Savunmamı isteyen hukukçu belli ki ya tapeleri okumamış ya hayatında top oynamamış ya da Beşiktaşlı duruşu dedikleri şeyi Fikret Orman veya Yıldırım Demirören'den öğrenmiş.
Bir takımın teknik direktörü final maçından önce rakip takımın en önemli futbolcusunun menajeri ve idarecisi ile transfer flörtü yapacak, bu delillere yansıyacak sonra ben sırf üyesi olduğum kulübün ali menfaatleri doğrultusunda susacağım ya da yalan konuşup, yazacağım, hay ali menfaatleriniz batsın. Sizi, Hakkı Kaptan'a havale ediyorum.

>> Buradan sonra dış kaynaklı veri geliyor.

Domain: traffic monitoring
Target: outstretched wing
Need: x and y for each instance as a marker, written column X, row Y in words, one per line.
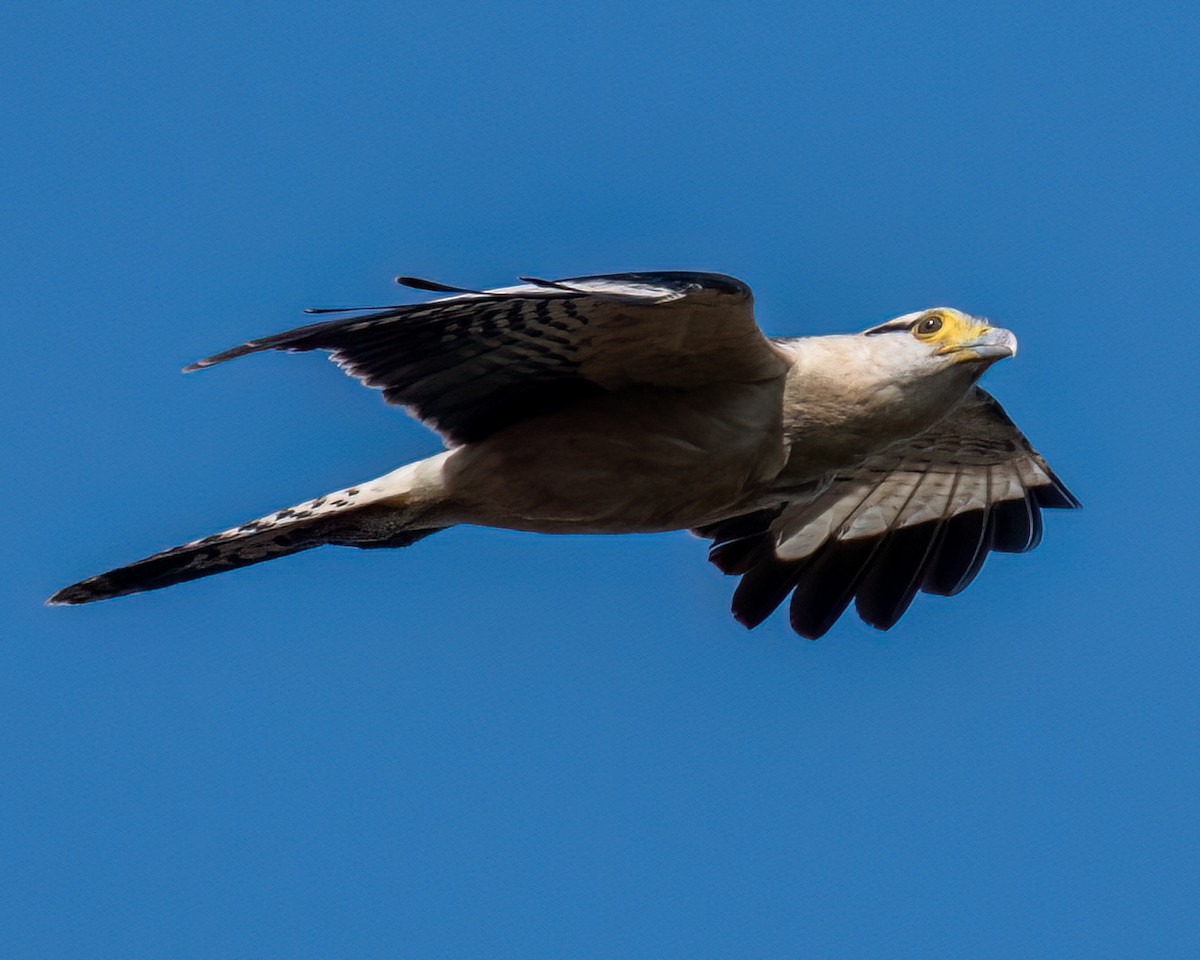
column 921, row 516
column 477, row 361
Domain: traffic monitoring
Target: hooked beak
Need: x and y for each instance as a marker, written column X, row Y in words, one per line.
column 990, row 345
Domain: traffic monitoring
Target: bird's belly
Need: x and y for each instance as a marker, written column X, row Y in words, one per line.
column 634, row 462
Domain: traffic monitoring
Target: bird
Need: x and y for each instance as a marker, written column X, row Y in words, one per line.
column 831, row 469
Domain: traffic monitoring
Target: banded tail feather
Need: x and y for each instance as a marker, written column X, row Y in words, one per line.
column 384, row 513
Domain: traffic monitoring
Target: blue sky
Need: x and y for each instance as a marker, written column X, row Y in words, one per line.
column 507, row 745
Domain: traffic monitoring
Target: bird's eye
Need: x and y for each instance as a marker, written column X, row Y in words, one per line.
column 928, row 327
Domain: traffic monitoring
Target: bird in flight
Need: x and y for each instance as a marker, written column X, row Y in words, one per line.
column 833, row 469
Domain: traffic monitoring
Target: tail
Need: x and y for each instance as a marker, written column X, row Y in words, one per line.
column 390, row 511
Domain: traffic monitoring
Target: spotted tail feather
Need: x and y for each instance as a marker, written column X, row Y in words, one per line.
column 371, row 515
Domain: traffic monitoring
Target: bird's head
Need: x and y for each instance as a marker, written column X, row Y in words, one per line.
column 943, row 339
column 897, row 378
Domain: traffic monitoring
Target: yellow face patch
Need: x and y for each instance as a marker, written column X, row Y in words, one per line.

İki gün üst üste doğru söyleyemeyen başkanınızdan; ona yol verip, kendini aklatan, sıkıştığında doğruları çarpıtan hatta UEFA'dan evrak bile gizleyen eski başkanınızdan savunma isteyemezsiniz. Konumunuz gereği ona kızmıyorum ama en çok o çıkarları uğruna Beşiktaş'ı unutan 3-4 bin üye var ya; onlarla aynı havayı artık solumayacağıma seviniyorum.
Beşiktaş'a dair tek umudum, 3-4 bin şuursuz ve hokkabaza hesap soracak, onlarla uğraşacak genç üyeler. Ben sıramı savdım, sıra oğlum ve onun gibi genç nesillerde.
Tek özürüm ve savunmam Beşiktaşlı gençlere. Baba mirası kulübünüze sahip çıkın, ben çıkamadım maalesef, affedin.
Fazla değil 10-15 yıl içinde birçoğumuz hakkın rahmetine kavuştuktan sonra ancak bu gençler kurtaracak, bizim soktuğumuz bataktan ve bıraktığımız enkazdan Beşiktaşlarını.
100 yıldan fazladır ailemin ikamet ettiği semtimin kulübüne üye olurken Ali İhsan Karayiğit ve Süleyman Seba gibi omurgalı adamlar attılar referans imzalarımı, Baba Hakkı ve Şeref Ağabeyim'den öğrendiklerim kılavuzum oldu hep ve olacak hayata, spora, Beşiktaş'a dair.
Savunun yalanlarınızı, pisliklerinizi, yolsuzluklarınızı, suça teşebbüslerinizi birbirinizin, hep savunmada kalın da benden savunma isteme hadsizliğine girmeyin çünkü ne Şeref'i tanırsınız ne Beşiktaş'ı, size neyi anlatayım ki!
Sadece son 13 yıldır o ortamda bulunmaktan iğrendiğimi defalarca yazıp, söylediğim Beşiktaş Genel Kurulları dolayısı ile üyeliğinden, baba mirası olduğu için vicdanım elvermediğinden ayrılamamıştım, vesile olduğunuz için teşekkür ederim.
BEŞİKTAŞ'IN SEÇİMİ
2000 yılından beri Beşiktaş'ta genel kurul üyeleri hep aynı ekipten, hep aynı tipolojideki adayları seçti. Serdar Bilgili ve yönetimlerinde bulunmuş adaylar hep başkan oldu Beşiktaş'ta.
Bunun ana sebebi 110 yıllık Beşiktaş kulübünde 2000 yılına kadar birikmiş üye sayısının 2000-2006 yılları arasında 2 kattan fazlasının üye yapılmasıdır. Bu bindirilmiş kıtalar ve kongre simsarları hep aynı zihniyete veya yönlendirildikleri adaylara oylarını atar. Böyle bir ortamda azınlıkta kalan bağımsız ve samimi üyelerin tercihleri maalesef hiçbir zaman sandığa yansımamış, hep Beşiktaş kaybetmiştir.